The workshop was sponsored by the Guyana branch of the SWM Programme.
Rupununi honey is known for its flavor, McTurk says, but most is gathered from the wild. Honey hunters locate a hive, then build a fire to smoke the bees out. During the dry season, those fires sometimes escape, damaging many hectares of land before they smolder out.
Earlier this year, a fire set by honey hunters blazed out of control and burned for two weeks in a forested area known as “Three-Mile Bush,” a critical refuge and breeding area for wildlife, especially large mammals such as jaguars and tapirs. Such fires destroy not only wildlife habitat, but also the plants on which bees depend. Those areas are also a key attraction for tourists.
By managing bees in hives, villagers can increase their income from honey production while reducing the risk of wildfires, McTurk says.
Changes and challenges
Changes are on the horizon in Guyana, as offshore oil production set to begin in early 2020 is expected to triple the country’s gross domestic product. Some of those revenues are likely to be used to upgrade infrastructure.
Local leaders caution that road construction or improvement in the Rupununi must be planned carefully so as not to damage ecosystems and wildlife habitat or disrupt annual flooding and fish spawning.
Better roads are likely to expand the domestic tourism market, McTurk says. And economic changes have already created new opportunities.
Half a dozen years ago, local people had to travel to Georgetown to buy appliances, school supplies and other items, but now buyers from Brazil flock to the Guyanese border town of Lethem to shop.

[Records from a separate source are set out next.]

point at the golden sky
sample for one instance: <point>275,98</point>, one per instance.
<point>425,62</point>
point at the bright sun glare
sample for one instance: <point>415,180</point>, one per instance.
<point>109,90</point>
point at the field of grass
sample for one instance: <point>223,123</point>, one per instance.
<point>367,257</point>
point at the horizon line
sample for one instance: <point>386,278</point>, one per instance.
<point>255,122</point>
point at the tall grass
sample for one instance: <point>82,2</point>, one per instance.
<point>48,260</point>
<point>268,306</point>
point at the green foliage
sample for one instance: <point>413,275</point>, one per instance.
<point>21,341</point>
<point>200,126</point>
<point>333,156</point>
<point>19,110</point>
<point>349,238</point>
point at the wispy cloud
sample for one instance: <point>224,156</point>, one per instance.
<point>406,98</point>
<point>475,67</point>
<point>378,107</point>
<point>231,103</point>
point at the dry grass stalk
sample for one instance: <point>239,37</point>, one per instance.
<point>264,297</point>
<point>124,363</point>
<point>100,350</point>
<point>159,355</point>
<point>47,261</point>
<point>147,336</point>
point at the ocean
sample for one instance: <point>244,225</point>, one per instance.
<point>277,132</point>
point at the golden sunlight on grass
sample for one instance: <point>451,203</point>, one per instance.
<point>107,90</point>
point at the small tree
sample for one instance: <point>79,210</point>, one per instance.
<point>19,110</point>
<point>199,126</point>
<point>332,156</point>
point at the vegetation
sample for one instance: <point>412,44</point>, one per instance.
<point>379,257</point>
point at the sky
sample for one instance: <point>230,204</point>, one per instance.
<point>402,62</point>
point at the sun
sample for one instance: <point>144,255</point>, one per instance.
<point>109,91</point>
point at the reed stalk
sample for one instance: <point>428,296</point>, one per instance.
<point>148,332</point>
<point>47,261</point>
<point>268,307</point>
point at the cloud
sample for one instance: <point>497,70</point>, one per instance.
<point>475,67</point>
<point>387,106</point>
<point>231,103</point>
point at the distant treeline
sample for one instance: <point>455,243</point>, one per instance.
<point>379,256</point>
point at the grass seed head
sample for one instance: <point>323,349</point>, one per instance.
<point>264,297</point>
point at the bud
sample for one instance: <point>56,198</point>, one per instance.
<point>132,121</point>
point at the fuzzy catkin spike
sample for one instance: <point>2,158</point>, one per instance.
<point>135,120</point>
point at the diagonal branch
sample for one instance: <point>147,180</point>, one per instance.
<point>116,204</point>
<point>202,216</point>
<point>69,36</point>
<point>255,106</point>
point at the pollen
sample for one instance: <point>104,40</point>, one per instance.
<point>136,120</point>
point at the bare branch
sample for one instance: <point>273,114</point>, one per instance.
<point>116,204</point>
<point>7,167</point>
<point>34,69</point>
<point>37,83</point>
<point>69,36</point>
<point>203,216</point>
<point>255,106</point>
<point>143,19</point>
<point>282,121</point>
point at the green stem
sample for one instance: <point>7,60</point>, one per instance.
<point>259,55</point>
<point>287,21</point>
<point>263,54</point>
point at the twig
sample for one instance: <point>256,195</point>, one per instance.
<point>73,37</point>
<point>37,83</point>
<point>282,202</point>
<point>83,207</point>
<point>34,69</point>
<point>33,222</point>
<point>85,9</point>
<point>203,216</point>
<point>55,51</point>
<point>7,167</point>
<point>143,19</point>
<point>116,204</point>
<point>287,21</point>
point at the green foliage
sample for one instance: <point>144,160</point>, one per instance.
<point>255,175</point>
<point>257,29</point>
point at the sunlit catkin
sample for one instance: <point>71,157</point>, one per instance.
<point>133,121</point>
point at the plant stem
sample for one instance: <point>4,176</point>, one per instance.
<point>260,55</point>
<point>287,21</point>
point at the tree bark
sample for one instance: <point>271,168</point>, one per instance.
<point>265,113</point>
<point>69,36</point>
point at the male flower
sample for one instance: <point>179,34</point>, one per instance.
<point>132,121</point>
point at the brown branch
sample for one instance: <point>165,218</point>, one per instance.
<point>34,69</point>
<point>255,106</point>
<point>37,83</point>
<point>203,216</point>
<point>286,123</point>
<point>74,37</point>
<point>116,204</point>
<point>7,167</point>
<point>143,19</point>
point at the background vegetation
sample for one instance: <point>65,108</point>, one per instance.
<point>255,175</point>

That creates business for hotels and restaurants in Lethem, she says, and also lowers costs for Rupununians, including ranches and communities that offer tourist services, because they can purchase items locally instead of having them shipped from the capital.
As the tourism market expands, other communities are considering following the lead of trailblazers like Surama and Rewa. Local leaders advise that they weigh that choice carefully.
Tourism “is hard work, and not every community is ready for the sort of changes that it brings,” McTurk says.
Operating costs can be high, it takes time to build a reputation and managing a community business can be complicated by changes in village leadership.
Nevertheless, Surama shows that community tourism can succeed, with benefits beyond the purely economic, as the village has seen a revival of the Makushi language, and young people have become more interested in their cultural heritage.
Instead of offering services that are already available, communities could pursue cultural tourism, enabling visitors to learn traditional skills such as fishing, processing cassava, hand-spinning cotton or weaving baskets.
Visit Rupununi helps communities draw up tourism management plans and lobbies with the government for policies that will benefit a wide range of tourism operators.
“Instead of a big lodge serving 100 guests, I want to see five amazing and different sites spread across the Rupununi, each serving 20 guests and each bringing benefits to a different area of the Rupununi,” McTurk says.
But ultimately, she adds, the shape tourism takes depends on each village. “Communities have to decide what they want to do and how they want to do it.”
The Sustainable Wildlife Programme is funded by the European Union and implemented by the Center for International Forestry Research (CIFOR), the United Nations Food and Agriculture Organization (FAO), the French Agricultural Research Centre for International Development (CIRAD) and the Wildlife Conservation Society (WCS).